Mortality Rate Higher in Patients With High Troponin T but Without Chest Pain
Hospitalized patients with elevated levels of troponin T without chest pain had a greater mortality rate than patients with chest pain, according to a retrospective study from one emergency department. The investigators enrolled 92 patients who had a TnT level of > 0.04 µg/L, normal CK or CK-MB fraction < 5%, no evidence of MI or ischemia on electrocardiography, and no chest pain (Am J Cardiol 2008;102:668–71). The mean age of the cohort was 64 years. A control group of 91 patients with ACS, including chest pain, was also enrolled; the mean age for the control patients was 61 years. Exclusion criteria were end-stage kidney disease, left ventricular ejection fraction <40%, age younger than 18 years, or any critical illness. At 30 days, the study group had a significantly greater mortality rate of 13.0%, versus 4.4% for those in the control group. The final diagnoses in the study group comprised a number of serious conditions. Infection was diagnosed in 24%, followed by exacerbation of COPD, hypertensive urgency, GI bleed, hyperglycemia or ketoacidosis, dehydration, cerebral-vascular accident, and others. These results suggest that TnT may be a marker for increased risk of non-cardiac-related deaths, the investigators concluded.

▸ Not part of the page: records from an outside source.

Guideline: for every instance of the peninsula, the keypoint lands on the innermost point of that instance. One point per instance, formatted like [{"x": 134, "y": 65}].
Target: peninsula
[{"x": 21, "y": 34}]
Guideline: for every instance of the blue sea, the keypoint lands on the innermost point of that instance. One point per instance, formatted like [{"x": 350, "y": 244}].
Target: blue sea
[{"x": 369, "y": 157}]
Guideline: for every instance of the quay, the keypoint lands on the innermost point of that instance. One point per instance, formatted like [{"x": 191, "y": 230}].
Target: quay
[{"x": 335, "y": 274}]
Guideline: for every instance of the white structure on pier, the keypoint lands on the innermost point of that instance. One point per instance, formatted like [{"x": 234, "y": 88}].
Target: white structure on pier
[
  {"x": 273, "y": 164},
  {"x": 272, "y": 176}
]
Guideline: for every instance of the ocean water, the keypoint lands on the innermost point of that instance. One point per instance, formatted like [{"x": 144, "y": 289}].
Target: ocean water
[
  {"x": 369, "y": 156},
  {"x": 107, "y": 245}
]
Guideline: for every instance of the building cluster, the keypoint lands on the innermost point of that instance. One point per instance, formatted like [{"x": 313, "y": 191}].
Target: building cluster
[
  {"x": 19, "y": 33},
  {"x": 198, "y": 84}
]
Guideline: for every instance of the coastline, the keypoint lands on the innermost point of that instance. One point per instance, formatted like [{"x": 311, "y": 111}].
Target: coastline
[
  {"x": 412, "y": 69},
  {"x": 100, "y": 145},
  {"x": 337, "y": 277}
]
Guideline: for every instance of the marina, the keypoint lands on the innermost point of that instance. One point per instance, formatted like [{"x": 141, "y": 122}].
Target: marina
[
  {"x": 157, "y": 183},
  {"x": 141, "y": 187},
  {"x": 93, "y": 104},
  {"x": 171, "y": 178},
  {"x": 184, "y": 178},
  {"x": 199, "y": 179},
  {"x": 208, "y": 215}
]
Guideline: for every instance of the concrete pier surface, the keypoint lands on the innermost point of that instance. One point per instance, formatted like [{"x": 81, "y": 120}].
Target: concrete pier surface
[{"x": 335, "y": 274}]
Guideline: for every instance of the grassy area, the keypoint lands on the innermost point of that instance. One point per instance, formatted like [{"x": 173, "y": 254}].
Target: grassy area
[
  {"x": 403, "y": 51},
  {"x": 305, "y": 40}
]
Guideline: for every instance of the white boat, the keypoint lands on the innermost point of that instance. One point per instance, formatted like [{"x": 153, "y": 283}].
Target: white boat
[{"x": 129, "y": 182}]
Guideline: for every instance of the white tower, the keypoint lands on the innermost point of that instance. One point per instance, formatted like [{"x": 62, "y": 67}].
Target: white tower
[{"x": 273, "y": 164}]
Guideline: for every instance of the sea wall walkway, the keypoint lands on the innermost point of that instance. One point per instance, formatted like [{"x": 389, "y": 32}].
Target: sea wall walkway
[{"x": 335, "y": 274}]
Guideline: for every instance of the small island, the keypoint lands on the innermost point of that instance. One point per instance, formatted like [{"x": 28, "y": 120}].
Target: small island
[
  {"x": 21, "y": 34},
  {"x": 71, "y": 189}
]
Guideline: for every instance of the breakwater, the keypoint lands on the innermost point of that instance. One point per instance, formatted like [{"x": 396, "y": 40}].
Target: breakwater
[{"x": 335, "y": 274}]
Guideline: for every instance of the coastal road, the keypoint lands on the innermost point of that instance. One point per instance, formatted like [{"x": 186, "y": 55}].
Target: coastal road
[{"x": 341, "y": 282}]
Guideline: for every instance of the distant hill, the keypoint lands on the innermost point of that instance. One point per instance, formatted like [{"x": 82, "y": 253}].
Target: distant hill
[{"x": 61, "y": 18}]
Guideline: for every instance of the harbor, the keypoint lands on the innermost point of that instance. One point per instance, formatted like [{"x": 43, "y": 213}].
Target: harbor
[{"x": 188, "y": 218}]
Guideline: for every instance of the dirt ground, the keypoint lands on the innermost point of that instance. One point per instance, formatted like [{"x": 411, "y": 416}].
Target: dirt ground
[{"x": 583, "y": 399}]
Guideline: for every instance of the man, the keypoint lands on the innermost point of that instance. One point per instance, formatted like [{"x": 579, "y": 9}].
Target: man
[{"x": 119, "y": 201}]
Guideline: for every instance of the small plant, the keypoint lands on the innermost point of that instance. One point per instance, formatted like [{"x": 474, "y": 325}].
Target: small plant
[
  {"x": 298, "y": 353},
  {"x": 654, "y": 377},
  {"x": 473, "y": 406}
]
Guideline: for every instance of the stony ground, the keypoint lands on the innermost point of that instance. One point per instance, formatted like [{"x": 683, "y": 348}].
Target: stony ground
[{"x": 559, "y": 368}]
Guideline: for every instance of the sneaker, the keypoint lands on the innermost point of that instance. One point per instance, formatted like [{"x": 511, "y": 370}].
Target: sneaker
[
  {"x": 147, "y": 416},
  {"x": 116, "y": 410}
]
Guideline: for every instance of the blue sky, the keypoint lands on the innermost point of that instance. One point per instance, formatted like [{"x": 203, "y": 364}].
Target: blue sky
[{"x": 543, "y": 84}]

Persistent Elevation of cTn I in Patients after ACS Episode
Levels of NT-proBNP measured 6 months after an ACS episode were the best predictor of persistently high levels of cTnI, according to findings from a recent randomized, controlled trial (Am Heart J 2008;156:588–94). Researchers enrolled 898 patients form the FRagmin and Fast Revascularization during Instability in Coronary Artery Disease (FRISC) II Trial. Each patient was assessed at 6 weeks, 3 months, and 6 months after randomization and followed for at least 5 years. A total of 233 patients showed persistent cTnI elevation, defined as more than 0.01 µg/L at all three time points; 377 were negative for cTnI, and 288 patients had a temporary elevation. Persistent elevation was independently predicted by levels of NT-proBNP at 6 months, male gender, and randomization to an early invasive strategy. NT-proBNP levels at 6 months were a mean of 171 ng/mL in cTnI-negative patients, 238 ng/mL in patients with a temporary elevation, and 488 ng/mL in those with a persistent cTnI elevation. There also was a significant trend toward lower left ventricular ejection fraction in patients with persistently elevated cTnI. The researchers concluded that impaired left ventricular function is the principal contributor to cTnI elevation in this setting.